Pull Request Process

  1. Push your branch to your fork and open a pull request against SeisSol/SeisSol:master.

  2. Fill in the PR description with:

    • A summary of what the PR does and why
    • References to related issues (e.g., "Closes #1234")
    • Any notable design decisions or trade-offs
    • Instructions for testing, if the change is non-trivial
    • AI tools used to create the changes
  3. CI checks will run automatically. Please ensure:

    • The build succeeds on all CI configurations
    • All existing tests pass
    • Code formatting checks pass (pre-commit (including clang-format, flake8), clang-tidy)
  4. Code review: At least one maintainer will review your PR. Be prepared for feedback — we aim to be constructive and collaborative. Reviewers may request changes, ask questions, or suggest alternatives.

  5. Address feedback by pushing additional commits to your branch. Avoid force-pushing during review, as it makes it harder to track changes.

  6. Merge: Once approved, a maintainer will merge your PR. We typically use merge commits to preserve the branch history.
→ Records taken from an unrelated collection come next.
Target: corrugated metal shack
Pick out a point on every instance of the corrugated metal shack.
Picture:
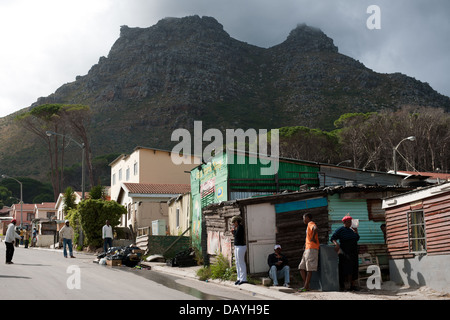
(418, 236)
(278, 219)
(235, 175)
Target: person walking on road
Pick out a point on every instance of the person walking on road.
(279, 268)
(347, 248)
(240, 248)
(10, 239)
(107, 236)
(66, 234)
(310, 258)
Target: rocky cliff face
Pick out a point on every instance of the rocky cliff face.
(164, 77)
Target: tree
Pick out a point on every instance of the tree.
(64, 120)
(39, 120)
(97, 193)
(69, 200)
(93, 214)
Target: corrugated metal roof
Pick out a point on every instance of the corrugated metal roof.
(152, 188)
(369, 231)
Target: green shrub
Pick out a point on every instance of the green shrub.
(204, 273)
(221, 269)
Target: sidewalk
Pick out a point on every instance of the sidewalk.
(389, 290)
(278, 293)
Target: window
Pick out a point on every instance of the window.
(416, 232)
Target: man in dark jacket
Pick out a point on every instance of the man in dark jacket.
(278, 264)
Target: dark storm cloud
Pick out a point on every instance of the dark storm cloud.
(413, 39)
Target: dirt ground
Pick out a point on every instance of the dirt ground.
(389, 291)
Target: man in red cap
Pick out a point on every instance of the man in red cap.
(347, 249)
(10, 238)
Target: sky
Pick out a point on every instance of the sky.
(47, 43)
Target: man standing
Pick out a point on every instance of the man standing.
(279, 268)
(310, 257)
(66, 234)
(347, 249)
(10, 238)
(107, 236)
(240, 248)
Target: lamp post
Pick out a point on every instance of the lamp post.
(345, 161)
(82, 146)
(394, 152)
(21, 198)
What We Look For in Reviews

  • Correctness (does the code do what it claims?)
  • Test coverage for new functionality or bug fixes (as far as reasonable)
  • Consistency with the existing architecture and code style
  • Documentation updates where applicable
  • No unnecessary changes to unrelated files

Testing

Running Tests

SeisSol uses CTest for its test suite. To enable and run tests on an existing CMake installation:

cmake .. -DTESTING=ON
make -j $(nproc)
ctest --output-on-failure

Writing Tests

  • Unit tests for new functionality should be placed in the same test subfolder as the module they test (e.g., under tests/DynamicRupture/ for src/DynamicRupture/).
  • Test file names should follow the pattern Test<ModuleName>.cpp and Test<TestSuite>.t.h.
  • If your change fixes a bug, please (if feasible) add a regression test that would have caught the issue.
  • For changes that affect generated kernels, remember to compare with -DTESTING_GENERATED=ON in your CMake configuration as a "sanity" check. If the generated tests (named "yateto") fail, there might be an internal problem in the code generation that will need to be treated.

Validation

For more comprehensive end-to-end validation, the Precomputed SeisSol repository contains reference setups. If your change affects simulation results, please verify against relevant benchmarks.

Code Generation

SeisSol generates optimized matrix kernels at build time using Python scripts in the codegen/ directory. If your changes affect the code generation:

  • The generator scripts are invoked by CMake via a custom target (seissol-codegen). You can re-run the generation step by rebuilding this target. In some cases, it is necessary to clean your build directory first.
  • Make sure to test with multiple equation types and polynomial orders if your change touches the generator.
  • Python code generation scripts should also pass flake8 linting.

Documentation

SeisSol's documentation lives at seissol.readthedocs.io and is built from Sphinx/reStructuredText files in the docs/ directory.

If your contribution adds new functionality, a new build parameter, or changes existing behavior, please update the documentation accordingly. In particular, if you add a new parameter, add it to docs/parameters.par . You can build the docs locally with:

cd docs
pip install -r requirements.txt
make html
# Open _build/html/index.html in your browser

Getting Help

If you have questions about contributing or need guidance on where to start:

  • Browse the Discussions forum
  • Look for issues labeled good first issue for beginner-friendly tasks
  • Reach out to the maintainers by commenting on an issue

Thank you for helping to improve SeisSol!